O vereador e influenciador digital Gabriel Monteiro se tornou réu na Justiça do Rio de Janeiro, após um vídeo do mesmo tendo relações íntimas com uma adolescente viralizar nas redes sociais. A denúncia foi aceita no dia 2 de maio pelo juiz Marcelo Almeida de Moraes Marinho, que deu prazo de 10 dias para Monteiro apresentar defesa prévia e indicar testemunhas e provas de defesa.
A movimentação do processo no site do Tribunal de Justiça indica que o mandado de citação e intimação foi expedido nesta terça-feira (17). A denúncia foi apresentada pelo Ministério Público do Estado do Rio de Janeiro (MPRJ), por meio da 1ª Promotoria de Justiça de Investigação Penal Territorial da área Zona Sul e Barra da Tijuca, no dia 8 de abril.
De acordo com o MPRJ, o crime ocorreu cerca de cinco meses após o primeiro encontro do vereador com a adolescente, que época tinha apenas 15 anos. A denúncia aponta que Monteiro utilizou o próprio telefone celular para filmar a cena de sexo explícito.

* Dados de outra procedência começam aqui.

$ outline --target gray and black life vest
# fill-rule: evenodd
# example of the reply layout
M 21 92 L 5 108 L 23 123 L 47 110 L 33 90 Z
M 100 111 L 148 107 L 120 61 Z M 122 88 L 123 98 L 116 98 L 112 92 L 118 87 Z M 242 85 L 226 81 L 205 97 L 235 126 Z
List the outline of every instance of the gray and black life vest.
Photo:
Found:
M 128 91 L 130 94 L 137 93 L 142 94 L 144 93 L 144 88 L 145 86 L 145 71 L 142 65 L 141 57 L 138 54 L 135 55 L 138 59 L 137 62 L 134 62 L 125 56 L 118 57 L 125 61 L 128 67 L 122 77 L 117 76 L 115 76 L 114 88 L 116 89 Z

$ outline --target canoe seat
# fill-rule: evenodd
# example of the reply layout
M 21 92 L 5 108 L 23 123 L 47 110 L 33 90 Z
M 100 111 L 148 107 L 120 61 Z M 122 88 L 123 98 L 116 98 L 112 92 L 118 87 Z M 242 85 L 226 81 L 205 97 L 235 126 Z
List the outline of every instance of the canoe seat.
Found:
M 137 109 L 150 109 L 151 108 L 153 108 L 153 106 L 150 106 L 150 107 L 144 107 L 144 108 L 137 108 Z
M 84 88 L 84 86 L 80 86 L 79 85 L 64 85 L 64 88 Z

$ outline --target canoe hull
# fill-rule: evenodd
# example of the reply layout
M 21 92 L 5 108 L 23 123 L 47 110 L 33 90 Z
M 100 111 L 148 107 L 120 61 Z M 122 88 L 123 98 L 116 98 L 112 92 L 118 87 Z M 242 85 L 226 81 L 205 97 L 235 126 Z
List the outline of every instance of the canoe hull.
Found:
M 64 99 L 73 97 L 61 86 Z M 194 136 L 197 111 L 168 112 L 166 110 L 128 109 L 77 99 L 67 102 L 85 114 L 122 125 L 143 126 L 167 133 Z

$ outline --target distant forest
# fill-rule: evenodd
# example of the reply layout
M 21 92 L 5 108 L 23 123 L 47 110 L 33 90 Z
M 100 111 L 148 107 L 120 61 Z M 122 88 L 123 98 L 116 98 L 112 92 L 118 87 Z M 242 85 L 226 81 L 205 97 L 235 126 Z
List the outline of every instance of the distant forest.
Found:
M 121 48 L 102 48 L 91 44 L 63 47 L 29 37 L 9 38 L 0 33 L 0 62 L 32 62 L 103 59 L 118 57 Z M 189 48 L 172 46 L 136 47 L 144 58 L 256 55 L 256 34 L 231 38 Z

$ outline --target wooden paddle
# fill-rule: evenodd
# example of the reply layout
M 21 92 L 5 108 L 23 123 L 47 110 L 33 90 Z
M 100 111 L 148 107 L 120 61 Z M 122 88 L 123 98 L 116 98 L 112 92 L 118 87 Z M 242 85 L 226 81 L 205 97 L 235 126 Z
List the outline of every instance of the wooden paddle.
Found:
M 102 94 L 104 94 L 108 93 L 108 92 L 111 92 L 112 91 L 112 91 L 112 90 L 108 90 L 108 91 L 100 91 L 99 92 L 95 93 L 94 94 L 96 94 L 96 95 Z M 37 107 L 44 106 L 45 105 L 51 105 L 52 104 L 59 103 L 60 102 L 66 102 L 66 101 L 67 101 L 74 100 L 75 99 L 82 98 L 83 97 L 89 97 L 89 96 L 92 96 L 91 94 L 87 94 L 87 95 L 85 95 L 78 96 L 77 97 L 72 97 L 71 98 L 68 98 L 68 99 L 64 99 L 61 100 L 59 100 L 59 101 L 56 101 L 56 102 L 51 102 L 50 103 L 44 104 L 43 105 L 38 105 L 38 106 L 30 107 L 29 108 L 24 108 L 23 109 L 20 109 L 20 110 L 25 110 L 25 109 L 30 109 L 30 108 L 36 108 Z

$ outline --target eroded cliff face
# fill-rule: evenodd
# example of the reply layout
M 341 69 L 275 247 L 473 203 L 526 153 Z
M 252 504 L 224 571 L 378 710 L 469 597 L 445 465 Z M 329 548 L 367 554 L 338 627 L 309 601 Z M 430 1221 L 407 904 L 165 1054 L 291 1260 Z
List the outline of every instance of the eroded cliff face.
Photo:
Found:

Gabriel, por sua vez, alega que tanto a relação íntima quanto a filmagem foram consensuais. O vereador diz ainda que a mulher nas imagens afirmou ter 18 anos.
Outras denúncias
Gabriel Monteiro também passa por processo ético-disciplinar no Conselho de Ética e Decoro Parlamentar da Câmara Municipal do Rio de Janeiro, por quebra do decoro parlamentar. Em reunião na tarde de ontem (17), o colegiado definiu que serão ouvidas hoje (18) duas testemunhas de acusação, ambas ex-assessores de Monteiro; Heitor Monteiro de Nazaré Neto e Vinícius Hayden Witeze.
Outras duas testemunhas serão ouvidas no dia 1º de junho, cujos os nomes ainda não foram apresentados. De acordo com o presidente do conselho, vereador Alexandre Isquierdo, foi dado novo prazo para que Monteiro indique testemunhas de defesa, o que não foi feito até o momento.
“Para buscar a verdade material, nós resolvemos dar mais um prazo para que o vereador Gabriel Monteiro possa ter garantida sua ampla defesa. Ele terá até a sexta-feira (20) desta semana para indicar nomes, caso seja do seu interesse”, afirmou.
Se o parecer aceitar a procedência da denúncia, então é aberto prazo de cinco dias para apresentação de alegações finais pela defesa do acusado e o processo segue para o Conselho de Ética em até cinco dias úteis. Sendo aprovado, a denúncia vai para a Mesa Diretora incluí-lo na Ordem do Dia. A votação em plenário é aberta e decidida por dois terços dos vereadores, ou seja, 34 votos, em caso de cassação ou maioria absoluta em caso de suspensão.
Gabriel Monteiro tem dito que está sendo perseguido e que as imagens usadas como provas contra ele, divulgadas na imprensa, foram manipuladas. “Vou esperar a Justiça. Mas daqui a quanto tempo vai ser provada minha inocência? Daqui a três, quatro, dez anos? Enquanto isso durar, terei esse peso nos meus ombros. Mas, ainda assim, vou continuar fazendo meu trabalho”, disse o vereador, em vídeo publicado, neste mês, em suas redes sociais.